I wrapped both arms around the basket’s middle as I sped down the hill. My hood hung low over my forehead. Loose curls gathered at the base of my neck, warming me against the wind. I hated leaving the keep without my hair in a braid. The curtain of curls was the perfect weapon for an enemy wishing to swing me around like a cattle hoop. Marek and Sefa’s impromptu visit had rushed my schedule.
Night had thickened over Mahair, and a dense fog hung over the shuttered shops. In three hours, Yuli would rouse the boys sleeping in the barn to muck the grounds and release the cows for their feeding.
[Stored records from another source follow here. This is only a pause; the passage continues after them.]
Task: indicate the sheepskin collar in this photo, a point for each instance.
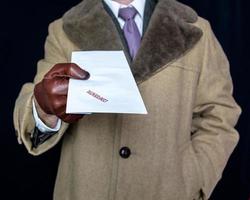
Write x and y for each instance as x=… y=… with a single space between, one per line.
x=169 y=35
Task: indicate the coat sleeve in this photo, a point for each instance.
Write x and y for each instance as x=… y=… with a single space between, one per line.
x=24 y=122
x=215 y=114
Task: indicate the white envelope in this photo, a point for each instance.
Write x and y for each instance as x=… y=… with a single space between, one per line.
x=111 y=87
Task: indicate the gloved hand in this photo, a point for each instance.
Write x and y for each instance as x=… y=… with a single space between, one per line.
x=51 y=92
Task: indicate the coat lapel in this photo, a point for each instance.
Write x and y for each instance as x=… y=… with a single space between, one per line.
x=169 y=35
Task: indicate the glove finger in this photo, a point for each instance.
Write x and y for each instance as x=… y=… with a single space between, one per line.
x=74 y=71
x=67 y=70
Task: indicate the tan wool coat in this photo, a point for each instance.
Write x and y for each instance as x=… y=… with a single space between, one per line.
x=178 y=150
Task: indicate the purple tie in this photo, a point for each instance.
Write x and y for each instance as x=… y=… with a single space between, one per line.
x=130 y=29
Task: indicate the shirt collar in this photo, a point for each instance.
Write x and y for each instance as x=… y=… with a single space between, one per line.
x=139 y=5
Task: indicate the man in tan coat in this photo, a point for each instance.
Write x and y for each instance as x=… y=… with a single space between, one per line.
x=179 y=150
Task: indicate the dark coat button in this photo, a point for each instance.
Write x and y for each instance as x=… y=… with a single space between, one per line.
x=124 y=152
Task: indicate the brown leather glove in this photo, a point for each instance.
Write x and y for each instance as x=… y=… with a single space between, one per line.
x=51 y=92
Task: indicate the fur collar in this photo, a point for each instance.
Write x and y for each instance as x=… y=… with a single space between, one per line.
x=170 y=34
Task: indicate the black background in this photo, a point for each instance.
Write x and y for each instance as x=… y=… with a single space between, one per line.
x=22 y=35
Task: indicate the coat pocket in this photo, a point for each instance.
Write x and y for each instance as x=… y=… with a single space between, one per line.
x=191 y=172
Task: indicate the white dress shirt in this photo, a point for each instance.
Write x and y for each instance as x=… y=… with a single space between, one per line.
x=139 y=5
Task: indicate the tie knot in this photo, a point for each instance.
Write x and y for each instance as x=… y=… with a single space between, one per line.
x=127 y=13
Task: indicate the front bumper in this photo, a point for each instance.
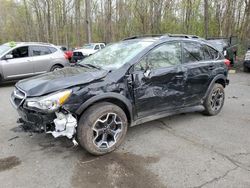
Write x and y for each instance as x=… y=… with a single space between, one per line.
x=36 y=122
x=32 y=120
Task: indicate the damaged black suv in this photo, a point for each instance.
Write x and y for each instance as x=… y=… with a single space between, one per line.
x=133 y=81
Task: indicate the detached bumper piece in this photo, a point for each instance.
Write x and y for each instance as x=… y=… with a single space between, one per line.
x=65 y=125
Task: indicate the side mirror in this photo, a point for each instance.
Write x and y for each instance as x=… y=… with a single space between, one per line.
x=9 y=56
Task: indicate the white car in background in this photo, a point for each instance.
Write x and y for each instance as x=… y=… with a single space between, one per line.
x=86 y=50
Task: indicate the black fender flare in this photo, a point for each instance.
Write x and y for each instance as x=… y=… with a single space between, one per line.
x=218 y=77
x=109 y=95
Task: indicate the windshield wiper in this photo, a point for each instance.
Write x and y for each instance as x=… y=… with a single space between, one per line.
x=93 y=66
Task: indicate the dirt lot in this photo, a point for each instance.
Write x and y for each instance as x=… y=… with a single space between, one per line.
x=189 y=150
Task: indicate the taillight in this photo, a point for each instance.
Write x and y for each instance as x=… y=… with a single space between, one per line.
x=227 y=63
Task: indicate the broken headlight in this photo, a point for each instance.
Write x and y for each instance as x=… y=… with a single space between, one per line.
x=49 y=102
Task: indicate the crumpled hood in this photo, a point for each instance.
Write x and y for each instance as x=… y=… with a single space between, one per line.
x=86 y=51
x=61 y=79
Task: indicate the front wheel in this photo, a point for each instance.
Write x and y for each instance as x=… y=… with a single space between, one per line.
x=102 y=128
x=215 y=100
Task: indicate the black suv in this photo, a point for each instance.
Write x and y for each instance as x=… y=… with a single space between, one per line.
x=127 y=83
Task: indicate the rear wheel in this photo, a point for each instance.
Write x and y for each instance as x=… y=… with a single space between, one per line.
x=215 y=100
x=56 y=67
x=102 y=128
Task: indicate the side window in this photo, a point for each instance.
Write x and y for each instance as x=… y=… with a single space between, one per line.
x=63 y=48
x=166 y=55
x=52 y=49
x=40 y=50
x=206 y=53
x=192 y=52
x=78 y=54
x=97 y=47
x=214 y=53
x=20 y=52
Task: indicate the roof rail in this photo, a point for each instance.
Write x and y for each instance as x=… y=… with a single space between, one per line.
x=143 y=36
x=184 y=36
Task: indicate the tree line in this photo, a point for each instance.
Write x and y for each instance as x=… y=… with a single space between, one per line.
x=75 y=22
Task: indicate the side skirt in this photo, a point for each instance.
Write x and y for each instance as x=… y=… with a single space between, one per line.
x=160 y=115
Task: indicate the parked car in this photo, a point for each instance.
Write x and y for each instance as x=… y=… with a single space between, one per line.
x=246 y=64
x=67 y=52
x=227 y=46
x=127 y=83
x=25 y=59
x=86 y=51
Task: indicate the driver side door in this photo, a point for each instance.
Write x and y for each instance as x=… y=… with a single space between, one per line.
x=158 y=80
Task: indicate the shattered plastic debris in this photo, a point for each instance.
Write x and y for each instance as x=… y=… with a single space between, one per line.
x=65 y=125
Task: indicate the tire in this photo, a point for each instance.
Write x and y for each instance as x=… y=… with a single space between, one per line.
x=246 y=69
x=215 y=100
x=56 y=67
x=102 y=128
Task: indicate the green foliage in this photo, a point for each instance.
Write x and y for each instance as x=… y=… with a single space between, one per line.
x=62 y=22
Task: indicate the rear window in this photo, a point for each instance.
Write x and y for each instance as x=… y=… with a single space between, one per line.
x=40 y=50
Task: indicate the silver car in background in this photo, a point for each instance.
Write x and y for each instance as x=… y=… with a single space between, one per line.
x=24 y=59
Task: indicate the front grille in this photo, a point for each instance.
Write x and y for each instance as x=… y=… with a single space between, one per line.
x=17 y=97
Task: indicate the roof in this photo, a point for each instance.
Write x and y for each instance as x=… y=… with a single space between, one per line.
x=14 y=44
x=159 y=36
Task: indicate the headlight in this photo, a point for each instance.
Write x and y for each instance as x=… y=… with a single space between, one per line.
x=50 y=102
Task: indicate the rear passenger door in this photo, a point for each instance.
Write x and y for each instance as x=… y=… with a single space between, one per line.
x=158 y=80
x=41 y=58
x=199 y=65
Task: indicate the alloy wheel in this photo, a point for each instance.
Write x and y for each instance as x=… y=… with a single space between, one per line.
x=106 y=130
x=216 y=100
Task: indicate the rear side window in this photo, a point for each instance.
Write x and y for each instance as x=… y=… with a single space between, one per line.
x=52 y=49
x=63 y=48
x=213 y=53
x=166 y=55
x=20 y=52
x=40 y=50
x=193 y=52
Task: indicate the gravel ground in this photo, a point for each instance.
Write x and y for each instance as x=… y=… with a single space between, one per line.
x=188 y=150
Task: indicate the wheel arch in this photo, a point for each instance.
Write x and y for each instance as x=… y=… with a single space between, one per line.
x=220 y=79
x=111 y=97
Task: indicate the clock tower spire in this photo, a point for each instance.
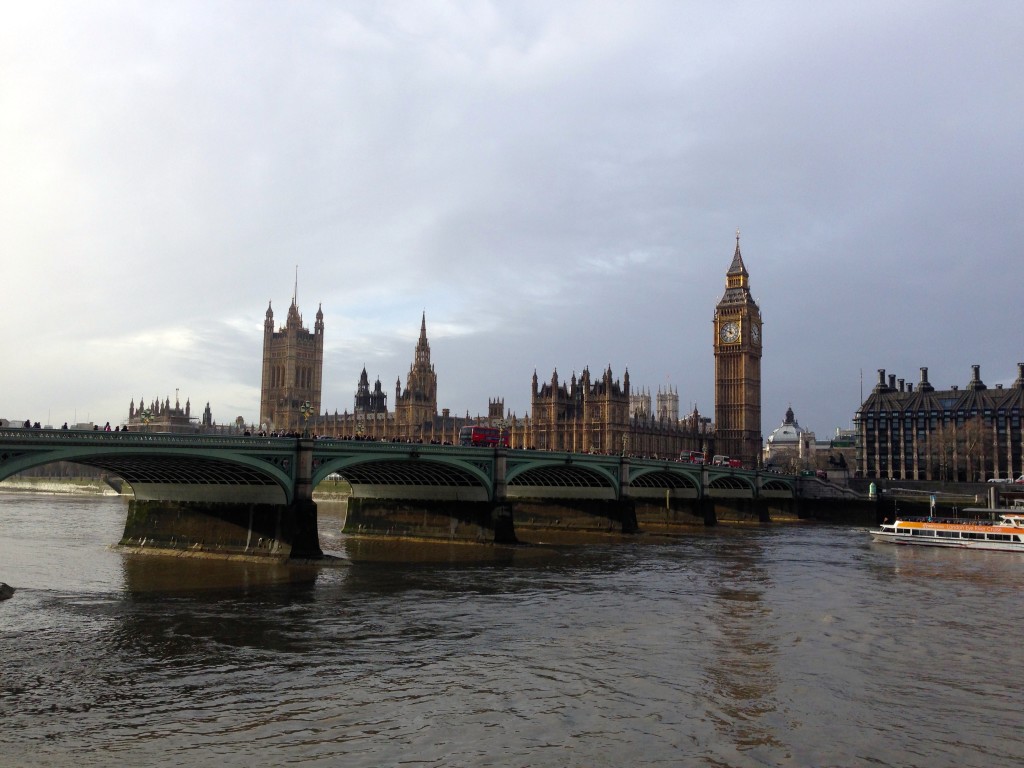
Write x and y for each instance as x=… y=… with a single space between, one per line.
x=737 y=368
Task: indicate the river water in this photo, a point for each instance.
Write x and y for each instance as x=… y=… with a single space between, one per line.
x=783 y=645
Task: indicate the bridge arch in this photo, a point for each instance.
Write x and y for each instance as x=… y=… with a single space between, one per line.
x=561 y=475
x=654 y=482
x=184 y=470
x=409 y=476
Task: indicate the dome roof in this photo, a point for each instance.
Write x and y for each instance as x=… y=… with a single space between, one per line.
x=787 y=433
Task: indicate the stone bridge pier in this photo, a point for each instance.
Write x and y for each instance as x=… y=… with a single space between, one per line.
x=246 y=520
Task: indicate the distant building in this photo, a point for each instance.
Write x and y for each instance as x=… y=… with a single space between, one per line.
x=163 y=417
x=293 y=368
x=737 y=367
x=414 y=418
x=599 y=416
x=790 y=445
x=921 y=433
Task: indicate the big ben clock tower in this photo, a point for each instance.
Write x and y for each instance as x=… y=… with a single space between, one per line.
x=737 y=368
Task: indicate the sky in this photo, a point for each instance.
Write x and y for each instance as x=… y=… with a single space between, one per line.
x=555 y=185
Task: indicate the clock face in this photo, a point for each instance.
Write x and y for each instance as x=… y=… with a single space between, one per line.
x=729 y=332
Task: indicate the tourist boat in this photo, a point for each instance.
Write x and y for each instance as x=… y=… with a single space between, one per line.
x=1006 y=534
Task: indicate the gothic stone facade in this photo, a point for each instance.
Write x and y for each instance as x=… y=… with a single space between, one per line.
x=922 y=433
x=737 y=368
x=593 y=416
x=293 y=367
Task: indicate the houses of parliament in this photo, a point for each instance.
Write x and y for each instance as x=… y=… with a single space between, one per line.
x=592 y=413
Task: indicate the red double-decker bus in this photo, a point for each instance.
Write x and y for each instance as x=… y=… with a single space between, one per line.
x=485 y=436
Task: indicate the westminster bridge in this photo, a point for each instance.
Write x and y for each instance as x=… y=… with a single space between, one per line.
x=252 y=495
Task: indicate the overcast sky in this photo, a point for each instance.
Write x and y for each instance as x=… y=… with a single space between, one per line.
x=557 y=185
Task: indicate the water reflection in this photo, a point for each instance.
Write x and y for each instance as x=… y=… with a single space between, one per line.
x=740 y=671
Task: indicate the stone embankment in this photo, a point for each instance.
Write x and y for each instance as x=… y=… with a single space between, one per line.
x=57 y=485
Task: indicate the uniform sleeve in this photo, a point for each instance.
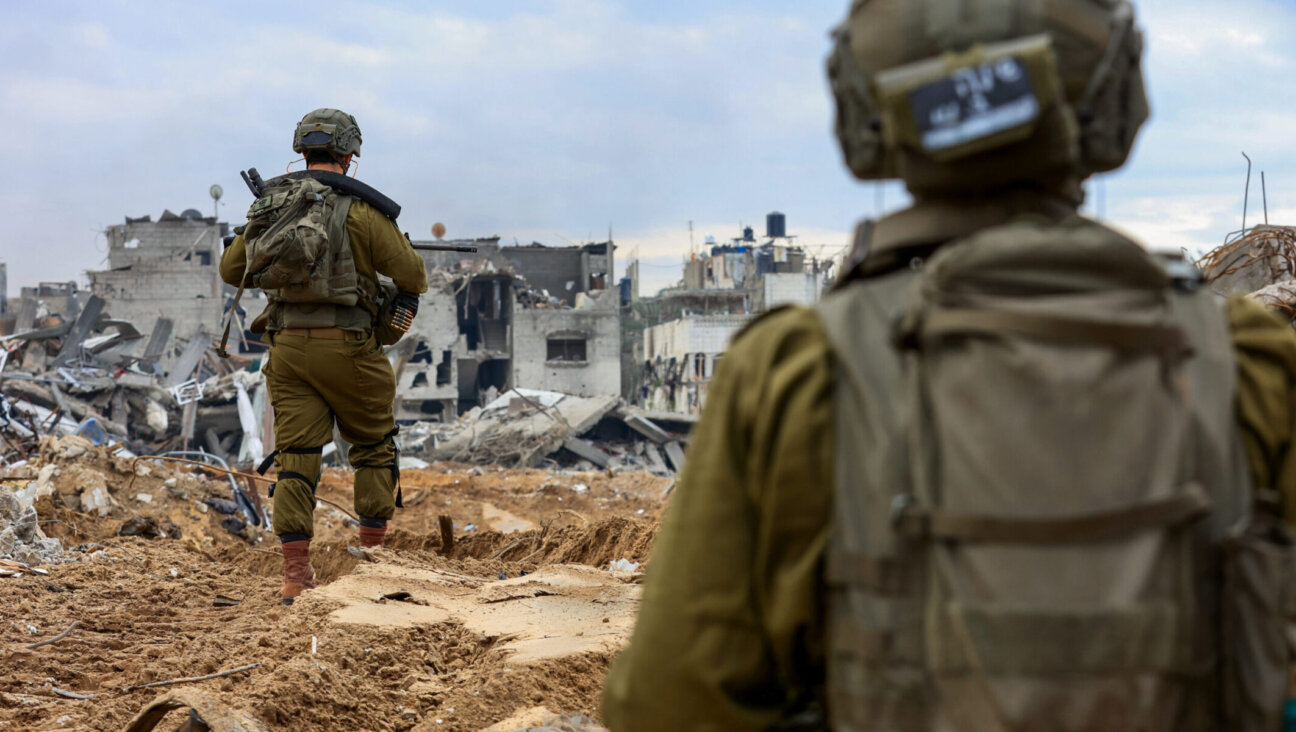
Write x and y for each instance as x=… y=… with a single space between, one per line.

Children would line up outside the bakery, latticed wooden trays propped on their shoulders to carry breakfast back to their families. Mahair, like the rest of Omal, thrived best in the daylit hours.
I paused at the end of the hill and scanned the path. We lived right behind the vagrant road, but the vagrants knew better than to trouble me. The soldiers were the real problem. I couldn’t risk running into the patrol again. They changed shifts only twice: once at dawn and again at dusk.